Delays in referral for colorectal cancer patients may occur if the presenting symptom is falsely attributed to a benign condition. We hypothesis primary care delays are associated with a later stage at diagnosis and worse prognosis.

Method

Patients with a non-emergency colon or rectal cancer in the cancer registry with linkage to the Clinical Practice Research Datalink were included. All had a colorectal associated symptom defined as ‘red flag’ (rectal bleeding, abdominal mass, change in bowel habit, diarrhoea, anaemia) or ‘non-specific’ (abdominal pain, weight loss, constipation, other bowel function) and a relevant referral recorded in the year leading up to diagnosis. The primary care interval (presentation to referral), hospital interval (referral to diagnosis) and stage was compared for each symptom individually and after grouping as above. Cox modelling determined the hazard ratios(HR) of death for each symptom compared with rectal bleeding, and whether delays in referral were associated with a worse prognosis.

Results

4527(63.5%) colon and 2603 (36.5%) rectal cancer patients were included. 16.9% and 13.5% presenting with red-flag symptoms respectively experienced a delay of over three months before referral, compared with 35.7% and 42.9% of those with non-specific symptoms.

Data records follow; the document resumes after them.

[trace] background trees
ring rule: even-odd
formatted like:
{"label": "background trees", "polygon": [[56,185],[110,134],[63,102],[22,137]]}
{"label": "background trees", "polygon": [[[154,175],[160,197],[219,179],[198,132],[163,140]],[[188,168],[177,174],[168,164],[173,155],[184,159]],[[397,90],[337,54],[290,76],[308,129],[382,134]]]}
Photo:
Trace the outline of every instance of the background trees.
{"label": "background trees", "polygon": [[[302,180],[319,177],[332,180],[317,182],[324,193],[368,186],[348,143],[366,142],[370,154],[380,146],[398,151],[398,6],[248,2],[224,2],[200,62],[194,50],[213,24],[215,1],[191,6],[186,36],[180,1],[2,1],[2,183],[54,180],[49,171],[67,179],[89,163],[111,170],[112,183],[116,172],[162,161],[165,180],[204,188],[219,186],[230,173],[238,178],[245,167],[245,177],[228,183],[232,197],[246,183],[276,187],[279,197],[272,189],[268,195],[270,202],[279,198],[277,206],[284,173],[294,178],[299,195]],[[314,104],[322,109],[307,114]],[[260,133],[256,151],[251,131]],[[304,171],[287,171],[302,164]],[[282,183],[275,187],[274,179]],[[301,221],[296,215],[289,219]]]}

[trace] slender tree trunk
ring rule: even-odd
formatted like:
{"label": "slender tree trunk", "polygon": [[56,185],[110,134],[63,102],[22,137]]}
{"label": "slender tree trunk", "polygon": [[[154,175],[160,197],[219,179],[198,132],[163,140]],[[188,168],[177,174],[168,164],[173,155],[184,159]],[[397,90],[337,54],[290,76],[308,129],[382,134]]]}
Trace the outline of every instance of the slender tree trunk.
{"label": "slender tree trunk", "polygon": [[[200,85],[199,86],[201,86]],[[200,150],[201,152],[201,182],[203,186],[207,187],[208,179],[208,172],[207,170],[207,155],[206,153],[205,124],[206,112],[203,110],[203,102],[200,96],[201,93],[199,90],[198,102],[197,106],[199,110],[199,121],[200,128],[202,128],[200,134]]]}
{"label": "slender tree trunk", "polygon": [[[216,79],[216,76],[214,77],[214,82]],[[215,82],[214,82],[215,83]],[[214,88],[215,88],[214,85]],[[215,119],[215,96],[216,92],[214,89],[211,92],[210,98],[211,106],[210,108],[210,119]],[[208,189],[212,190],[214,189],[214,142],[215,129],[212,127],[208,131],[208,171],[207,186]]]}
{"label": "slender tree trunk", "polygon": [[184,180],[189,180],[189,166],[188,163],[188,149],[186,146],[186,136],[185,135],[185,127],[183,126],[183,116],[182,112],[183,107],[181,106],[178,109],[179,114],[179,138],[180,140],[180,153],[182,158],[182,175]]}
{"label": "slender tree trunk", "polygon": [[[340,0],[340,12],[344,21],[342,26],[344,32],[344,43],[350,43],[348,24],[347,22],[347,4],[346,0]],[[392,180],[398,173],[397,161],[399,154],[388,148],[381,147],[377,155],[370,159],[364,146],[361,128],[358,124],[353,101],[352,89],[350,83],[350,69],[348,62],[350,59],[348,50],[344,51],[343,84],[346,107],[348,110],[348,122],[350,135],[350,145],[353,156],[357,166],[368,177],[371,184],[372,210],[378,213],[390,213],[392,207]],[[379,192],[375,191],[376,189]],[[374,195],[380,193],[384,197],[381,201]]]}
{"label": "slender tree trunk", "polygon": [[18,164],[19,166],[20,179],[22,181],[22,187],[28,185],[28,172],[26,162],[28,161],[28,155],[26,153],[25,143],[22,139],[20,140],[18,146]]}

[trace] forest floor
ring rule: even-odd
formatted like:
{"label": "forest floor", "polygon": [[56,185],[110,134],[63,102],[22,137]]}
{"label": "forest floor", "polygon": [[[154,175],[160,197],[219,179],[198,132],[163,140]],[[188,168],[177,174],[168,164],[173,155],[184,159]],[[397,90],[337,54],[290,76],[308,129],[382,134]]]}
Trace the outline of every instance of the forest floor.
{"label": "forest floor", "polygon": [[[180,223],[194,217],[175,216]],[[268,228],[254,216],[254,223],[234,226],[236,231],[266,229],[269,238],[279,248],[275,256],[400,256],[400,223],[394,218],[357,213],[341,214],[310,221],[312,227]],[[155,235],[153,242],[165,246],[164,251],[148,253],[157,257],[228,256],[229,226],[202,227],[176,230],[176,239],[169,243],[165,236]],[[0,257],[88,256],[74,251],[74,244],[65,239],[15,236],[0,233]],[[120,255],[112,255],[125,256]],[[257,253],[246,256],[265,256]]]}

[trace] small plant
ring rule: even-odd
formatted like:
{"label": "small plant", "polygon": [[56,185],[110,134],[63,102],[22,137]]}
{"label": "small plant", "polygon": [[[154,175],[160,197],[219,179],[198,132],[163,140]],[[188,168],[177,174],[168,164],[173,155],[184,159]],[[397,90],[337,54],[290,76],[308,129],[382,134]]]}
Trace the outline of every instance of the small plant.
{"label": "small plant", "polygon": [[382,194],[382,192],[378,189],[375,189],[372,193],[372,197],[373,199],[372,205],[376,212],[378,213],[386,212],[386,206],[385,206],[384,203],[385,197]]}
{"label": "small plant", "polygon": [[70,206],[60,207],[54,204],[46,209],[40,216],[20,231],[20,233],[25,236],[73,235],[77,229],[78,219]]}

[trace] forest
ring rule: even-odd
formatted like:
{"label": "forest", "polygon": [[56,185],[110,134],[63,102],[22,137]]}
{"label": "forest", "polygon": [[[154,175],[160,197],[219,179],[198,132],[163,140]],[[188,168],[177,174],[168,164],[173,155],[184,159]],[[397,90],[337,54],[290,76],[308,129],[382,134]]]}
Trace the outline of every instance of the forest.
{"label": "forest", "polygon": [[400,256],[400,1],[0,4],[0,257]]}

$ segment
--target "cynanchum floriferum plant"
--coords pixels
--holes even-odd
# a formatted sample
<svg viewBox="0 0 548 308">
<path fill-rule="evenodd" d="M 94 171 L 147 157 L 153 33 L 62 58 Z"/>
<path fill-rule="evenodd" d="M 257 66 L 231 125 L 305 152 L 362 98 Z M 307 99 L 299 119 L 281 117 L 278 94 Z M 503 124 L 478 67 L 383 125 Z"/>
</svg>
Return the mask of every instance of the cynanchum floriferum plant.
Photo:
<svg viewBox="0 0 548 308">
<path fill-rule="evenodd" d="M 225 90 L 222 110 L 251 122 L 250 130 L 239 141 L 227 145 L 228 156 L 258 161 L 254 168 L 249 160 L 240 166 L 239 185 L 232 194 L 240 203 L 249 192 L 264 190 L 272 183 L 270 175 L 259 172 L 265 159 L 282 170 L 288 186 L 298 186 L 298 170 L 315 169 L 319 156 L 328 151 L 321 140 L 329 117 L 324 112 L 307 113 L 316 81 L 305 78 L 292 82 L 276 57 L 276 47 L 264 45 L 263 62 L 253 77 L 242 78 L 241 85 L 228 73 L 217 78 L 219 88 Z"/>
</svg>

Delays in primary care did not increase the hospital interval.   Each symptom was associated with reduced survival compared with rectal bleeding for both cancers. Patients referred after three months who had presented with red-flag symptoms(Colon: HR 1.53 (1.29–1.81) Rectal: HR 1.30 (1.06 – 1.60)), demonstrated a significantly worse prognosis compared with referrals within two weeks with similar symptoms. This was not seen for patients with non-specific symptoms. Delays in referral significantly increased the proportion of late stage cancers.

Conclusion

The first presentation to the GP provides a referral opportunity to identify the underlying cancer, which if missed for patients presenting with red-flag symptoms, is associated with a later stage in diagnosis and worse survival.